Tibunale amministrativo regionale per il Veneto, sez. III, sentenza n. 173 del 6 febbraio 2019; Pres. C. Rovis, Est. M. Rinaldi.
A margine
L’ex presidente di un consiglio comunale impugna, dinnanzi al T.A.R., la deliberazione con la quale è stata sancita la sua revoca dalla carica di presidente dell’organo consiliare, deducendone l’illegittimità per violazione di legge ed eccesso di potere. Tale revoca è stata disposta dal consiglio comunale, in quanto ha ravvisato la violazione dei doveri istituzionali nelle seguenti condotte:
“- Riteneva erroneamente di poter avere iniziativa di convocazione autonoma del consiglio comunale che invece compete al Sindaco o a un quinto dei consiglieri comunali;
– Non intendeva iscrivere all’ordine del giorno consiliare le proposte di delibera richieste da parte del sindaco, ma riteneva di poter decidere autonomamente su quali argomenti portare in consiglio comunale, violando in tal modo la neutralità istituzionale propria della funzione;
– Riteneva erroneamente di verificare la legalità della convocazione del consiglio e l’ammissibilità delle questioni da trattare unicamente tramite la conferenza dei capigruppo, mentre tale decisione spetta unicamente allo stesso consiglio;
– Dichiarava unilateralmente chiuso il consiglio comunale ancora in corso senza porre ai voti tale decisione e si assentava senza giustificazione dall’aula consiliare per chiamare i carabinieri, chiedendo loro di interrompere i lavori del consiglio comunale, che nel frattempo erano legittimamente proseguiti con il vice presidente;
– Manifestava anche di recente perdurante incompetenza nella convocazione e nella gestione delle attività consiliari”.
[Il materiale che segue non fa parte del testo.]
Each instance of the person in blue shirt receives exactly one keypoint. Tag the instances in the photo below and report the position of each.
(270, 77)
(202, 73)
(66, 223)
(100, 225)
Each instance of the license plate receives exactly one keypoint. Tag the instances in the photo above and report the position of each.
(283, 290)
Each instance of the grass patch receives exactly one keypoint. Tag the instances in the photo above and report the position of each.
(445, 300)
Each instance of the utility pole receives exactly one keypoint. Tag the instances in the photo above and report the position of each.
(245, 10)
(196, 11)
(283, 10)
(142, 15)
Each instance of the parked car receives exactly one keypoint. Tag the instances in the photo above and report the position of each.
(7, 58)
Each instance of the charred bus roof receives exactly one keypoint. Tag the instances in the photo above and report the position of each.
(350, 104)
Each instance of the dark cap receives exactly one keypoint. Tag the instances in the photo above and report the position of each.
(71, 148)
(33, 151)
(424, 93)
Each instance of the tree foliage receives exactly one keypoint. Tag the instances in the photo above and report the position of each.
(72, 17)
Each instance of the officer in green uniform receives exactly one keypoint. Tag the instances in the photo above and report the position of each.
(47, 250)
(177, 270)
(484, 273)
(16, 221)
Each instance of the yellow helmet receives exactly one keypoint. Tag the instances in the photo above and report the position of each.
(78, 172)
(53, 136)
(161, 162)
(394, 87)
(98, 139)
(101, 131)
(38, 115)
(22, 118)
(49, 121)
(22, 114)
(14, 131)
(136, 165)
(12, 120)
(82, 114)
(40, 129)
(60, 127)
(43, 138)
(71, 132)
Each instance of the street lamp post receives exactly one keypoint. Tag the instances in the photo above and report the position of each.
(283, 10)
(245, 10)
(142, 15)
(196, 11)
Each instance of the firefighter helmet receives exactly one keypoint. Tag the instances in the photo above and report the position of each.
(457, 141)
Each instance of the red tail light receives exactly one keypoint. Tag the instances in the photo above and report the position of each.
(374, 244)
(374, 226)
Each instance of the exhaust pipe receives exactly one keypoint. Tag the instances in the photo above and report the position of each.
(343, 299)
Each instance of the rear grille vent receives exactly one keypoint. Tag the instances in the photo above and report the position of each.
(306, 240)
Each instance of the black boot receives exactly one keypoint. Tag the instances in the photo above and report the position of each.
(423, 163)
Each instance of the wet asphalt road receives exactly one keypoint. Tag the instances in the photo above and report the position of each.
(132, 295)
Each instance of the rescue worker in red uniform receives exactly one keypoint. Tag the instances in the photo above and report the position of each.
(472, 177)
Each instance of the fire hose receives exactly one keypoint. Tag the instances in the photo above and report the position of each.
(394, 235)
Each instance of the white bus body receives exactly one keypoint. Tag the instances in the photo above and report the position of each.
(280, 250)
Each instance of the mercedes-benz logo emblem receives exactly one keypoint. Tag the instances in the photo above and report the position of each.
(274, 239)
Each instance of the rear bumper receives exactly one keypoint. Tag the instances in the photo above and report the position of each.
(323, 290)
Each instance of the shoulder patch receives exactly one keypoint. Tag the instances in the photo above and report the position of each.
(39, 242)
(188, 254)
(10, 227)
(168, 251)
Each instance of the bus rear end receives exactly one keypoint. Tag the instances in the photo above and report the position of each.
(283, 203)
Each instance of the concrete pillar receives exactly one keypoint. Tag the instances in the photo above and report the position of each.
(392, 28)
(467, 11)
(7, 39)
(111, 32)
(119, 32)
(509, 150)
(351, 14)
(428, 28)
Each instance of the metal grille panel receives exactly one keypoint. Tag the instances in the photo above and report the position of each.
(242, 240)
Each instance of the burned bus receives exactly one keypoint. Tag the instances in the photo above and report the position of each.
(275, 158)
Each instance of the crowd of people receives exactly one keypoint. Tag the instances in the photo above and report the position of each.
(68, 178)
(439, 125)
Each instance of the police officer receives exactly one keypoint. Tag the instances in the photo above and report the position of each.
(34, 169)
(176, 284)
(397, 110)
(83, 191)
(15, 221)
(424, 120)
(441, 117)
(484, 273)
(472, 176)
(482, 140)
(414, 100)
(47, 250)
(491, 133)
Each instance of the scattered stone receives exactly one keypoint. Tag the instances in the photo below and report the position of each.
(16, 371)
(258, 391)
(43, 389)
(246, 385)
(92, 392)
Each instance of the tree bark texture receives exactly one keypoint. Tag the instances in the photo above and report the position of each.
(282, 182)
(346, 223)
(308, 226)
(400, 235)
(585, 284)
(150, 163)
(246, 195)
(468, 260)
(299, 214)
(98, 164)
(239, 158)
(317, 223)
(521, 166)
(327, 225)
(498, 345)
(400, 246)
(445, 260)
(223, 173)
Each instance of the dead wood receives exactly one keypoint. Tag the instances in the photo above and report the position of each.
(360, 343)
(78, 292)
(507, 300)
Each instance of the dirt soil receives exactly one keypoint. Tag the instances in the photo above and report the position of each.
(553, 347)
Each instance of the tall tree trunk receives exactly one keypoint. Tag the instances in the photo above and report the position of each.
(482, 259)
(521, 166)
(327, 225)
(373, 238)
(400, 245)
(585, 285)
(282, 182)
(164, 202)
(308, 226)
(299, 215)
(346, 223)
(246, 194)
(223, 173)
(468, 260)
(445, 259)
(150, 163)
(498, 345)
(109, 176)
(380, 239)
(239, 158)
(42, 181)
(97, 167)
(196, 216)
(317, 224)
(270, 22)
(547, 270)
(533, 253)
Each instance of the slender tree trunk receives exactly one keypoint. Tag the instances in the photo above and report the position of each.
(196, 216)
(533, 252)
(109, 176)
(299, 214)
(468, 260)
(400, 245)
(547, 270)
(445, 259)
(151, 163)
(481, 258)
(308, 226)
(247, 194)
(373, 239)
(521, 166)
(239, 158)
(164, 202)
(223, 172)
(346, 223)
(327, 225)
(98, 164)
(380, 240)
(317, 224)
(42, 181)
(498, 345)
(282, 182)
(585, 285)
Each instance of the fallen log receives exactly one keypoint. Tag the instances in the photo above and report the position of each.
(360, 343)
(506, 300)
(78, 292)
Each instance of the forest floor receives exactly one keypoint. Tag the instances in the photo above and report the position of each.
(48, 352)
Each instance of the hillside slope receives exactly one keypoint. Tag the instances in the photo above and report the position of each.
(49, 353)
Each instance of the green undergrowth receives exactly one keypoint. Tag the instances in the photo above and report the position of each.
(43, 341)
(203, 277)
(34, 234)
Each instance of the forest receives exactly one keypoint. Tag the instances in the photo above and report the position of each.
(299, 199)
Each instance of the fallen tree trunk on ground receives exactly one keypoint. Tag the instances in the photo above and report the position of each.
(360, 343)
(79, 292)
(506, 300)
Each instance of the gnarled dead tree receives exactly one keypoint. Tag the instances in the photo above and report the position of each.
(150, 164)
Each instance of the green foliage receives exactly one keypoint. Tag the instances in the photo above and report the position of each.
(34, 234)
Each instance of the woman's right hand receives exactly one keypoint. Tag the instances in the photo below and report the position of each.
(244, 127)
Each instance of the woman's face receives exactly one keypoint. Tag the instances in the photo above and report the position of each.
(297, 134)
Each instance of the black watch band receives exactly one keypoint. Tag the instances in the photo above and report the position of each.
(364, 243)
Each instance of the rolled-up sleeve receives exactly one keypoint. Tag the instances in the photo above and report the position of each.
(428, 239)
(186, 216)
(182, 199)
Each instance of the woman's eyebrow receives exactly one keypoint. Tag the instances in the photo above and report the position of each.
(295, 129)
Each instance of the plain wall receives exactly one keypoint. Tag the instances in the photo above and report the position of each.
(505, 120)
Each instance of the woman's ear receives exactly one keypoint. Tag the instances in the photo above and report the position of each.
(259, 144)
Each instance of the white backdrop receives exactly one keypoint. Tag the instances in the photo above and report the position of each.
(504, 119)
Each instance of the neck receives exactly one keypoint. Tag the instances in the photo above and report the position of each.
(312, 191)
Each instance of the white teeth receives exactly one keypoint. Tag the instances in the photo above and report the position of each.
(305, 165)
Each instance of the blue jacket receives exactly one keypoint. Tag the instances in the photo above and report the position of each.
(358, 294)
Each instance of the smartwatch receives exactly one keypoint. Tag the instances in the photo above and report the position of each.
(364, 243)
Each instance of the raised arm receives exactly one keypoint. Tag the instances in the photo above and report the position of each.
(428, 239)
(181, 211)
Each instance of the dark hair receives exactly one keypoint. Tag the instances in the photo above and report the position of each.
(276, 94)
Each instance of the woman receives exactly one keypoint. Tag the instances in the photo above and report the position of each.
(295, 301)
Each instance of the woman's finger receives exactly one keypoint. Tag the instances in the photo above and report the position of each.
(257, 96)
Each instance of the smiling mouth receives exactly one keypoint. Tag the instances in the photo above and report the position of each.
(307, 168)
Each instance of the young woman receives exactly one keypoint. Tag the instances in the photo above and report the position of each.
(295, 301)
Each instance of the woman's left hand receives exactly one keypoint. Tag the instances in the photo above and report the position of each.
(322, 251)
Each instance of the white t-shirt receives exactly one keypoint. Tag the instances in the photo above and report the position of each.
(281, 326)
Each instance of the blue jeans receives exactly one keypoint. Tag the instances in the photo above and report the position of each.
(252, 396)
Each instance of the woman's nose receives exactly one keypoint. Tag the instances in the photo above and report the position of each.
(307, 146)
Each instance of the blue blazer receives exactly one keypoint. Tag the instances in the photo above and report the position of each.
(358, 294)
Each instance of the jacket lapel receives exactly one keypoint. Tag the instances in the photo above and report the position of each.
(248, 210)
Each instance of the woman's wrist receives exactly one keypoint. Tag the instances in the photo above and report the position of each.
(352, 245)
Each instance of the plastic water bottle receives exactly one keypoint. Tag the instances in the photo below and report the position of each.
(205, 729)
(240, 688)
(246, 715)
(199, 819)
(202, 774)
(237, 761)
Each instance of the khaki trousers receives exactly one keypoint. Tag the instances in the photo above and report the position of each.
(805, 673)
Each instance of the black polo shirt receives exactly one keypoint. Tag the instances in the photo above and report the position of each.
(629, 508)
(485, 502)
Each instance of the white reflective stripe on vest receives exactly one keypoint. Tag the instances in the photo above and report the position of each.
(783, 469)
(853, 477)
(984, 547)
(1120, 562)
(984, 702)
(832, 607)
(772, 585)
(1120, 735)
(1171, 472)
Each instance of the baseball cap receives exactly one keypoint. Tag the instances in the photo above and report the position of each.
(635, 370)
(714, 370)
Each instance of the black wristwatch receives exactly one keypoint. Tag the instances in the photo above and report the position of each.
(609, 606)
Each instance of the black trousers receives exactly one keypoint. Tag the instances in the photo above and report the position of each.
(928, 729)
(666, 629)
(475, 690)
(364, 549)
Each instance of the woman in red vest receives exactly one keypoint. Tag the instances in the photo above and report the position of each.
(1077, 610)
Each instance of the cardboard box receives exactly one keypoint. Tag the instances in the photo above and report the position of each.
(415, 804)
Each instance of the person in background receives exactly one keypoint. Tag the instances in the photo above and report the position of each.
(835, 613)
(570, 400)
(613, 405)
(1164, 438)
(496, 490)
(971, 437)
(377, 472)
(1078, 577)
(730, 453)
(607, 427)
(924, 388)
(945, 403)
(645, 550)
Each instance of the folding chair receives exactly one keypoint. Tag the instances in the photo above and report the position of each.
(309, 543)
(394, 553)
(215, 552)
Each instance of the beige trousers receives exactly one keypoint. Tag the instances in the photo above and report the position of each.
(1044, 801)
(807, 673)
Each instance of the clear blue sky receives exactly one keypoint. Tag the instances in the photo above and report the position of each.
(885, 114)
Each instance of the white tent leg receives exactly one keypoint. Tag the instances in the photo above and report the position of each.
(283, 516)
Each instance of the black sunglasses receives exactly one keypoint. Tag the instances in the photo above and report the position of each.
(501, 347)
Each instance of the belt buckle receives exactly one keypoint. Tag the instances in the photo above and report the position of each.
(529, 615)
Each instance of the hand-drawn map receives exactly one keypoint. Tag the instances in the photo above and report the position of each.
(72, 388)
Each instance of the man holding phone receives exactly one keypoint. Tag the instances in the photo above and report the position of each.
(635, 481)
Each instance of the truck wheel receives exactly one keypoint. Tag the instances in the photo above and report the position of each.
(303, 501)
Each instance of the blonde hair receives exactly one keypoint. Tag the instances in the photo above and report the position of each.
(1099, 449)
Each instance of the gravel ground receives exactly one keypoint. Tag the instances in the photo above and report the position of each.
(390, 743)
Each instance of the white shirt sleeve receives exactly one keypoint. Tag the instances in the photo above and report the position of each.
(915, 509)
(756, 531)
I giudici amministrativi richiamano, innanzitutto, la giurisprudenza che riconosce come legittima la revoca dalla carica di presidente del consiglio comunale se fondata sulla violazione di doveri istituzionali e sul venir meno del ruolo super partes di neutralità politica proprio dell’organo, mentre ne sanziona l’illegittimità se fondata sul preteso venir meno del nesso di fiduciarietà politica con la maggioranza che ha votato l’incarico (Cons. St., sez. V, 25 novembre 1999, n. 1983; 6 giugno 2002, n. 3187; 3 marzo 2004, n. 1042; Tar Campania, Salerno, sez. II, 12 marzo 2001, n. 234).
Nel merito, i giudici riconoscono che “trattasi di fatti che denotano un cattivo esercizio della funzione presidenziale, lesivo della neutralità dell’organo: ponendo in essere siffatte condotte, la ricorrente si è posta oggettivamente in contrasto con i doveri istituzionali del presidente del consiglio comunale, organo super partes“.
Il TAR stabilisce, infine, che “Tale violazione dei doveri istituzionali può ragionevolmente determinare il venir meno della fiducia dell’organo collegiale non già in un inammissibile nesso di fedeltà politica del presidente del consiglio comunale rispetto alla maggioranza consiliare che ebbe ad esprimerlo (nesso di dipendenza che non può sussistere, poiché, altrimenti, verrebbe meno l’imparzialità della carica presidenziale), bensì in quel necessario rapporto di fiducia sull’imparziale assolvimento, da parte del titolare della funzione presidenziale, dei doveri di “arbitro” e garante delle regole, che ne caratterizzano il ruolo istituzionale“.